Le rapport rend également compte des suites données aux présomptions d’irrégularités de toute nature que les citoyens et lanceurs d’alerte peuvent déposer sur la plateforme de signalement lancée en septembre 2022. Fin 2024, après moins de deux ans et demi d’existence, la plateforme a déjà reçu 2 448 signalements, soit environ 90 par mois, dépassant largement les attentes initiales. Au cours de la seule année 2024, 996 signalements ont été déposés sur la plateforme, dont 44 % de façon anonyme. Le Ministère public opère une vigilance particulière sur ces signalements anonymes et veille à contenir le risque de délation ou de dénonciation calomnieuse. Comme les années précédentes, les signalements reçus en 2024 ont été principalement classés par leurs auteurs comme relevant d’un « usage abusif des fonds publics » (18 %) ou d’une « faute de gestion particulièrement grave » (15 %). En 2024 les signalements de « manquement aux règles de la commande publique » ont aussi été particulièrement nombreux (11 %).

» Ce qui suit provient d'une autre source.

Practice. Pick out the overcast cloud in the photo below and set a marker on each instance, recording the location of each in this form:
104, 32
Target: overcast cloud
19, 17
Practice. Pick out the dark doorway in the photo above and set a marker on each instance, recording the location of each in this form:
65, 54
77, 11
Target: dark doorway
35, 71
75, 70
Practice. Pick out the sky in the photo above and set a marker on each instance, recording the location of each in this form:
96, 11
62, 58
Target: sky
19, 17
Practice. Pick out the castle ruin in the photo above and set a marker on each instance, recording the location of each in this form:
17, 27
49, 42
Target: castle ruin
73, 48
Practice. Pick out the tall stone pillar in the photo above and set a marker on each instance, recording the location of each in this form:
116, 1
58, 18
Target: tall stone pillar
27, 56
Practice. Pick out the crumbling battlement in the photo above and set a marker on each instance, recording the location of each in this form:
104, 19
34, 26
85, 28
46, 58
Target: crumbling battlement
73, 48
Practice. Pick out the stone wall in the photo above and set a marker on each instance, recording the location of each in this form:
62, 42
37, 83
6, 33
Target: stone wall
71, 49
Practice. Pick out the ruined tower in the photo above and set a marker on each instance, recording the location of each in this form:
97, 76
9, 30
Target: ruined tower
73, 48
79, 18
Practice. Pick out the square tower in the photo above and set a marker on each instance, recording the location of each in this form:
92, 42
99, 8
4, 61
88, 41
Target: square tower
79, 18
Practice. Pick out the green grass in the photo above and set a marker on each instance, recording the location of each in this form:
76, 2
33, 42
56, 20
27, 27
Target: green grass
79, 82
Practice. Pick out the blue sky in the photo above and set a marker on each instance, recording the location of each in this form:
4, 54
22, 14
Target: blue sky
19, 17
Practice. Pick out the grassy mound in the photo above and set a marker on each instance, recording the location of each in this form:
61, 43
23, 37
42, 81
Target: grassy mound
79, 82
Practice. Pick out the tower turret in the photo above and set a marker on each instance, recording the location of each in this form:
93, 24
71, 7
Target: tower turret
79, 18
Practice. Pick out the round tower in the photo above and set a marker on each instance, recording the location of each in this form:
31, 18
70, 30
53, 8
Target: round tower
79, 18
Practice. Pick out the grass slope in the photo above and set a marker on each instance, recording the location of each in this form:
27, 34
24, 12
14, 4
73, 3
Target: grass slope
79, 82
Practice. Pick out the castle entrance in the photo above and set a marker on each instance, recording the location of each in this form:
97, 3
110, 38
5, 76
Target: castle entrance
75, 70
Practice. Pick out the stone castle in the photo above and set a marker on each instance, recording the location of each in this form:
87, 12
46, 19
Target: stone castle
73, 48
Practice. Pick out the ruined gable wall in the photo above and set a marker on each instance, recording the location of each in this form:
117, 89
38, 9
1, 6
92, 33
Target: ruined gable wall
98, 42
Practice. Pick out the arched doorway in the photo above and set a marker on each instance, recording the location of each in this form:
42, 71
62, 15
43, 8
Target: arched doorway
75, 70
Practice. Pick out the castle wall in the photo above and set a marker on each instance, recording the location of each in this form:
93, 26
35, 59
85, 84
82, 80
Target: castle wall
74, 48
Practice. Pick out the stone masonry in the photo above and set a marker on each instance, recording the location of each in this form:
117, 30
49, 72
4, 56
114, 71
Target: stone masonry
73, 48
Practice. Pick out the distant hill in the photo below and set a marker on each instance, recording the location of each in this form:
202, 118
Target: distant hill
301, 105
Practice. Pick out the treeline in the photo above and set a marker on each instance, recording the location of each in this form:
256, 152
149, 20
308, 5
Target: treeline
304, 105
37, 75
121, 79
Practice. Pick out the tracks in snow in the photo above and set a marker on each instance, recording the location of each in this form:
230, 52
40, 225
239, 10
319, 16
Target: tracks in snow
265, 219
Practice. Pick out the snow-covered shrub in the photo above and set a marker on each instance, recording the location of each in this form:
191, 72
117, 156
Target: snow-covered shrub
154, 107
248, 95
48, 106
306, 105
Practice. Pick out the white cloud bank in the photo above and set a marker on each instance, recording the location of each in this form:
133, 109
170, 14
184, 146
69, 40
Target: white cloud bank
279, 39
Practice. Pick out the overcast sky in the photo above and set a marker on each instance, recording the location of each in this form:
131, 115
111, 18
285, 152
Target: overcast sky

En 2024, après analyse par le Ministère public, 842 signalements ont été considérés comme suffisamment pertinents pour être transmis aux chambres compétentes. Parmi ces signalements, 85 % relevaient de la compétence des chambres régionales et territoriales des comptes (CRTC) et 15 % de celle de la Cour.
306 des signalements transmis aux chambres (soit 36%) ont donné lieu à des suites. Près des deux tiers seront pris en considération dans le cadre de la programmation des contrôles tandis qu’un quart ont été intégrés dans le cadre d’un contrôle en cours. 4% des signalements ont été joints à une procédure contentieuse déjà en cours ou ont conduit la Procureure générale à prendre un réquisitoire d’initiative (principalement les inexécutions des décisions de justice).